Olivier Faure conteste le classement de LFI à l'extrême gauche, dénonçant une stratégie politique
Faure conteste le classement de LFI à l'extrême gauche

Olivier Faure s'oppose au classement de LFI comme parti d'extrême gauche

Le premier secrétaire du Parti socialiste, Olivier Faure, a vivement critiqué la décision du ministère de l'intérieur de classer La France insoumise (LFI) parmi les partis d'extrême gauche. Dans une déclaration faite dimanche 8 février sur France 3, il a affirmé que cette classification n'était pas juste, notamment d'un point de vue politique, et a attaqué ceux qui cherchent à dédiaboliser l'extrême droite pour transmettre le mistigri à la gauche radicale.

Une circulaire ministérielle controversée

Cette polémique fait suite à la publication d'une circulaire par le ministère de l'intérieur, qui attribue pour la première fois à LFI la nuance d'extrême gauche, aux côtés de partis comme Lutte ouvrière et le Nouveau Parti anticapitaliste, dans le cadre des élections municipales.
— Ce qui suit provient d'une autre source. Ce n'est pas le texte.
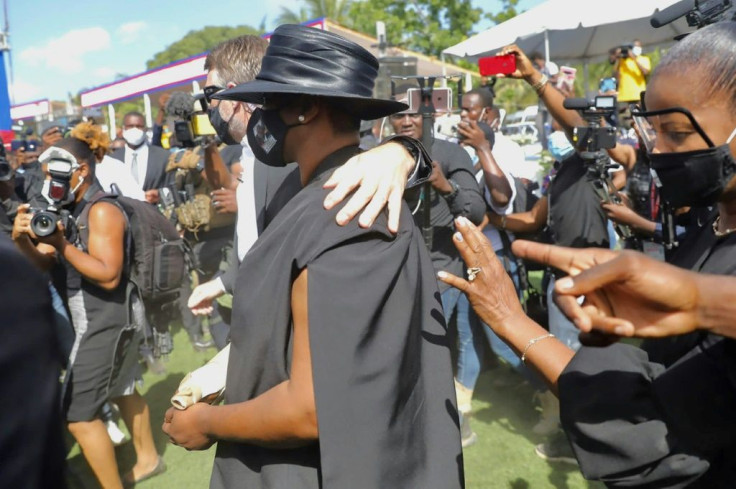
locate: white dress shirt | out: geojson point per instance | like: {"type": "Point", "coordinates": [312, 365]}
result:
{"type": "Point", "coordinates": [141, 159]}
{"type": "Point", "coordinates": [246, 226]}
{"type": "Point", "coordinates": [110, 171]}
Olivier Faure a rappelé que le Conseil d'État avait déjà tranché cette question en 2024, reconnaissant LFI comme un parti de la gauche radicale. Je ne sais pas si c'est un problème, y compris pour LFI, mais je ne trouve pas ça juste, a-t-il déclaré, soulignant que le mouvement s'inscrit dans un parcours électoral et démocratique.

Les réactions des acteurs politiques

Du côté de La France insoumise, le député Eric Coquerel a dénoncé un délit d'opposition, arguant que ce classement vise à punir le mouvement pour ses motions de censure et son refus de participer à des négociations budgétaires. Manuel Bompard, coordinateur de LFI, a indiqué qu'un recours devant le Conseil d'État était à l'étude. Jean-Luc Mélenchon, fondateur du mouvement, rejette régulièrement ce qualificatif, craignant une comparaison avec le Rassemblement national.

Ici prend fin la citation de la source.